Both Shaw and myself were
tolerably inured to the vicissitudes of
traveling. We had experienced them under
various forms, and a birch canoe was as
familiar to us as a steamboat. The
restlessness, the love of wilds and hatred
of cities, natural perhaps in early years to
every unperverted son of Adam, was not our
only motive for undertaking the present
journey. My companion hoped to shake off the
effects of a disorder that had impaired a
constitution originally hardy and robust;
and I was anxious to pursue some inquiries
relative to the character and usages of the
remote Indian nations, being already
familiar with many of the border tribes.
Emerging from the mud-hole where we last
took leave of the reader, we pursued our way
for some time along the narrow track, in the
checkered sunshine and shadow of the woods,
till at length, issuing forth into the broad
light, we left behind us the farthest
outskirts of that great forest, that once
spread unbroken from the western plains to
the shore of the Atlantic. Looking over an
intervening belt of shrubbery, we saw the
green, oceanlike expanse of prairie,
stretching swell over swell to the horizon.
It was a mild, calm spring day; a day when
one is more disposed to musing and reverie
than to action, and the softest part of his
nature is apt to gain the ascendency. I rode
in advance of the party, as we passed
through the shrubbery, and as a nook of
green grass offered a strong temptation, I
dismounted and lay down there. All the trees
and saplings were in flower, or budding into
fresh leaf; the red clusters of the
maple-blossoms and the rich flowers of the
Indian apple were there in profusion; and I
was half inclined to regret leaving behind
the land of gardens for the rude and stern
scenes of the prairie and the mountains.
Meanwhile the party came in sight from out
of the bushes. Foremost rode Henry Chatillon,
our guide and hunter, a fine athletic
figure, mounted on a hardy gray Wyandotte
pony. He wore a white blanket-coat, a broad
hat of felt, moccasins, and pantaloons of
deerskin, ornamented along the seams with
rows of long fringes. His knife was stuck in
his belt; his bullet-pouch and powder-horn
hung at his side, and his rifle lay before
him, resting against the high pommel of his
saddle, which, like all his equipments, had
seen hard service, and was much the worse
for wear. Shaw followed close, mounted on a
little sorrel horse, and leading a larger
animal by a rope. His outfit, which
resembled mine, had been provided with a
view to use rather than ornament. It
consisted of a plain, black Spanish saddle,
with holsters of heavy pistols, a blanket
rolled up behind it, and the trail-rope
attached to his horse's neck hanging coiled
in front. He carried a double-barreled
smooth-bore, while I boasted a rifle of some
fifteen pounds' weight. At that time our
attire, though far from elegant, bore some
marks of civilization, and offered a very
favorable contrast to the inimitable
shabbiness of our appearance on the return
journey. A red flannel shirt, belted around
the waist like a frock, then constituted our
upper garment; moccasins had supplanted our
failing boots; and the remaining essential
portion of our attire consisted of an
extraordinary article, manufactured by a
squaw out of smoked buckskin. Our muleteer,
Delorier, brought up the rear with his cart,
waddling ankle-deep in the mud, alternately
puffing at his pipe, and ejaculating in his
prairie patois: "Sacre enfant de garce!" as
one of the mules would seem to recoil before
some abyss of unusual profundity. The cart
was of the kind that one may see by scores
around the market-place in Montreal, and had
a white covering to protect the articles
within. These were our provisions and a
tent, with ammunition, blankets, and
presents for the Indians.
We were in all four men with eight animals;
for besides the spare horses led by Shaw and
myself, an additional mule was driven along
with us as a reserve in case of accident.

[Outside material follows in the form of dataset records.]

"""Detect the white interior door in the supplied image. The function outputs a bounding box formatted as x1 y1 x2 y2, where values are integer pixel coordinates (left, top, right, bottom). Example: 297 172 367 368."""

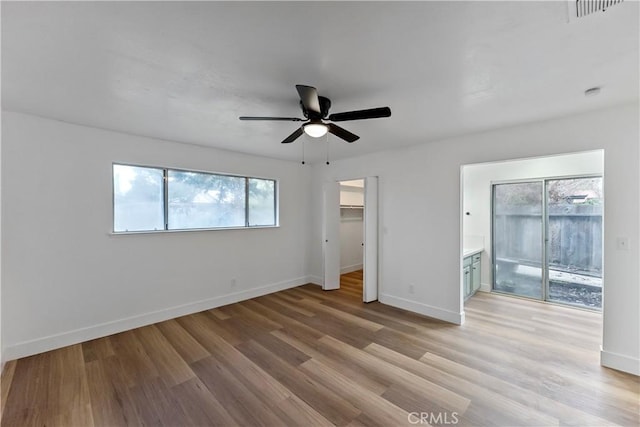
362 176 378 302
322 182 340 291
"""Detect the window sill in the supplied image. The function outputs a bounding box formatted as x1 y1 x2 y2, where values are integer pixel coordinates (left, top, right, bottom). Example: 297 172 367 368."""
107 225 280 236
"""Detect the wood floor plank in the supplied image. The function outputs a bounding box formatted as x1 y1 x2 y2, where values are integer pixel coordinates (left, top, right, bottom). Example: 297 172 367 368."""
0 360 18 420
156 320 209 364
172 380 240 427
135 325 195 387
300 359 409 426
109 330 160 387
85 356 141 426
272 329 391 394
0 271 640 427
235 341 360 425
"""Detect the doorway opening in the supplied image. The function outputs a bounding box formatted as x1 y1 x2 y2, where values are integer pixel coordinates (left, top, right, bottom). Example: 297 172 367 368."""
322 177 378 302
460 150 606 310
339 179 364 299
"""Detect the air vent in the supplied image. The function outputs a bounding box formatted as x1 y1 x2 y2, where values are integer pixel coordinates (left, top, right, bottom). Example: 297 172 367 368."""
575 0 624 18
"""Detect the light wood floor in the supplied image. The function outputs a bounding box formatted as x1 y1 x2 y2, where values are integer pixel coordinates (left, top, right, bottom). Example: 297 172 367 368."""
2 273 640 427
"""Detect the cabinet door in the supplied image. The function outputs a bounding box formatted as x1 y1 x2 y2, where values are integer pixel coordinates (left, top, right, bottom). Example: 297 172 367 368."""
463 265 471 298
471 261 480 292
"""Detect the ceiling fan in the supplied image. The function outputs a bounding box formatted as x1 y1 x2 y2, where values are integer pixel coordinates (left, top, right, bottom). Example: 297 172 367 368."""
240 85 391 144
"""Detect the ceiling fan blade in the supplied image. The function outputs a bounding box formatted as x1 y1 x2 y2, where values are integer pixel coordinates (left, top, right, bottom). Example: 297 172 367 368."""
329 107 391 122
296 85 320 114
327 123 360 142
238 116 304 122
282 127 304 144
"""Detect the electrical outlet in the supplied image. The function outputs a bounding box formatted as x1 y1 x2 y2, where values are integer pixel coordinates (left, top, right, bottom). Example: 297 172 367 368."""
616 237 629 251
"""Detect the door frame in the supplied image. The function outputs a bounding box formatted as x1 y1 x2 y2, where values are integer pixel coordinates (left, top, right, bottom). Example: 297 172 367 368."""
322 175 380 302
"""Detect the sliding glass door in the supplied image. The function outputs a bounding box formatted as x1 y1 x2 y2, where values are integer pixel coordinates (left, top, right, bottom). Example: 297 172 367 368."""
492 177 603 309
546 177 604 309
493 181 544 299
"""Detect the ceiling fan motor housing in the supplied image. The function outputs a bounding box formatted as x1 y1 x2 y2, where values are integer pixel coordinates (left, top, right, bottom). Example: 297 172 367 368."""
300 96 331 120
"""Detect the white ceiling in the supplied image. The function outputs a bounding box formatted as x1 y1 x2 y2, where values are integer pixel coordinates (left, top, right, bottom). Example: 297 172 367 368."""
1 0 639 160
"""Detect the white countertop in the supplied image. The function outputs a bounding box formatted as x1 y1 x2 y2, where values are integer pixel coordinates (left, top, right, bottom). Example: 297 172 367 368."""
462 246 484 258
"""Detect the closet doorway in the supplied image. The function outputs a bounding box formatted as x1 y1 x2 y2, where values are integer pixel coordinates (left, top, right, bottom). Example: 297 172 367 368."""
322 177 378 302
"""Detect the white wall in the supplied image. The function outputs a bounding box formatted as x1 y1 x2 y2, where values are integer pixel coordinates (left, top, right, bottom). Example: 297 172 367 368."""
0 109 4 374
340 185 364 274
462 150 606 291
310 104 640 374
2 112 310 360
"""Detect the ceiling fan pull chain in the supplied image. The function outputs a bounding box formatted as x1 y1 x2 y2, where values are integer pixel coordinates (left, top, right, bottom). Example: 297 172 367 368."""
327 133 329 164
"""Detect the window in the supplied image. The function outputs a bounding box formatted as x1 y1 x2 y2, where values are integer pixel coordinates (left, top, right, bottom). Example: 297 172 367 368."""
113 165 164 231
113 164 277 232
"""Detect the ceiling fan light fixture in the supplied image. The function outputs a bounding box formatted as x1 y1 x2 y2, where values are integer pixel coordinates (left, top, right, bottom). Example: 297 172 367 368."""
302 123 329 138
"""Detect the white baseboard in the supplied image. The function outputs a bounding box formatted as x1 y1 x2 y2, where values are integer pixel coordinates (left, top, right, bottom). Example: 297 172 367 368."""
600 348 640 376
2 276 313 364
309 276 324 286
378 294 464 325
340 263 362 274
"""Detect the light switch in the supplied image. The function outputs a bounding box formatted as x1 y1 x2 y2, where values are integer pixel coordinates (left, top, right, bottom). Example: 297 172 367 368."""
616 237 629 251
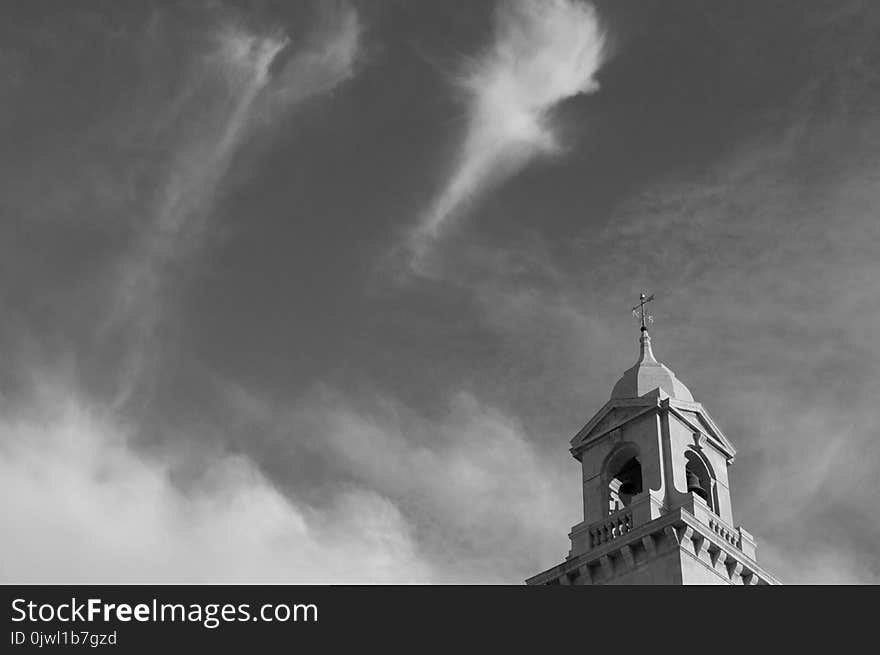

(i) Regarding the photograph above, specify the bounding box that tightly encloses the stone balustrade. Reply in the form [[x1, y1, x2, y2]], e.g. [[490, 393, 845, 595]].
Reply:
[[588, 507, 633, 548]]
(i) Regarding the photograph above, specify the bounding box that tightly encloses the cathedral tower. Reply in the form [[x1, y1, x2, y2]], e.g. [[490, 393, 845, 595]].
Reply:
[[526, 294, 779, 585]]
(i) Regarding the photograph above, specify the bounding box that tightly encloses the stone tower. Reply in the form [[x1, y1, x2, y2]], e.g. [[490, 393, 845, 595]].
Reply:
[[526, 310, 779, 585]]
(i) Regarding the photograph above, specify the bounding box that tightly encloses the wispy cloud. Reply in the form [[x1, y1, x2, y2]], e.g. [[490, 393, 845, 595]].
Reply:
[[411, 0, 604, 266], [108, 4, 361, 400], [0, 376, 432, 584]]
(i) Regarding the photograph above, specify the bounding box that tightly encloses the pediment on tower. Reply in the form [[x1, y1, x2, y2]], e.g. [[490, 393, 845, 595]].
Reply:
[[669, 401, 736, 462], [571, 398, 657, 453]]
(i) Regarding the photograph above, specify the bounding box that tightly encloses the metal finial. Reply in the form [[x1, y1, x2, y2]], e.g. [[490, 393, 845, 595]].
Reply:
[[633, 293, 654, 332]]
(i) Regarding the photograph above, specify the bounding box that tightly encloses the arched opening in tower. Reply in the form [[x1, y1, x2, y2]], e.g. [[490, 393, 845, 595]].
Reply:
[[608, 457, 642, 513]]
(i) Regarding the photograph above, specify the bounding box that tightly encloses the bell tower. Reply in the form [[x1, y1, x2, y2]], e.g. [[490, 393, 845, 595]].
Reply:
[[526, 294, 779, 585]]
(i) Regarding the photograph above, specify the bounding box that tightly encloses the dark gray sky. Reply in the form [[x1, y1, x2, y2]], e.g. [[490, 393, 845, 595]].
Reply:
[[0, 0, 880, 583]]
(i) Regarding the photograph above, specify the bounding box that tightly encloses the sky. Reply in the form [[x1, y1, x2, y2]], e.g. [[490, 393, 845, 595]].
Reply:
[[0, 0, 880, 584]]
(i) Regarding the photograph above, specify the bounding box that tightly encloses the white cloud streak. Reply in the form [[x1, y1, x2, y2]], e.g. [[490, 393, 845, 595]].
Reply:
[[411, 0, 604, 257], [0, 386, 432, 584], [107, 4, 361, 402]]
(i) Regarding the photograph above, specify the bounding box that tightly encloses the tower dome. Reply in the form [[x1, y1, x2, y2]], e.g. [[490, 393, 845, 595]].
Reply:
[[611, 326, 694, 402]]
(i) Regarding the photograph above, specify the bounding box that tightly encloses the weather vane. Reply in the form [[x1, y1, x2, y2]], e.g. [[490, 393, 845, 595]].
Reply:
[[633, 293, 654, 331]]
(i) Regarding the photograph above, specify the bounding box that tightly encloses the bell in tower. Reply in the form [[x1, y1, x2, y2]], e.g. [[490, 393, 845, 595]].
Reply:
[[526, 294, 779, 585]]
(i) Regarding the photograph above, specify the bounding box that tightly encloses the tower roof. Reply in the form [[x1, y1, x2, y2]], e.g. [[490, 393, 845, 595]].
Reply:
[[611, 325, 694, 402]]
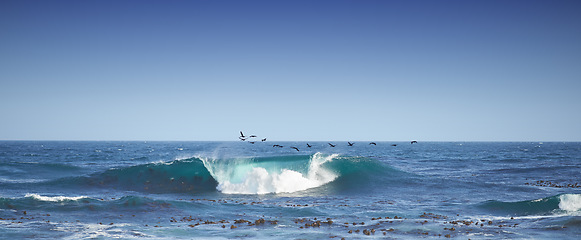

After this summing up of our forces, it may
not be amiss to glance at the characters of
the two men who accompanied us.
Delorier was a Canadian, with all the
characteristics of the true Jean Baptiste.
Neither fatigue, exposure, nor hard labor
could ever impair his cheerfulness and
gayety, or his obsequious politeness to his
bourgeois; and when night came he would sit
down by the fire, smoke his pipe, and tell
stories with the utmost contentment. In
fact, the prairie was his congenial element.
Henry Chatillon was of a different stamp.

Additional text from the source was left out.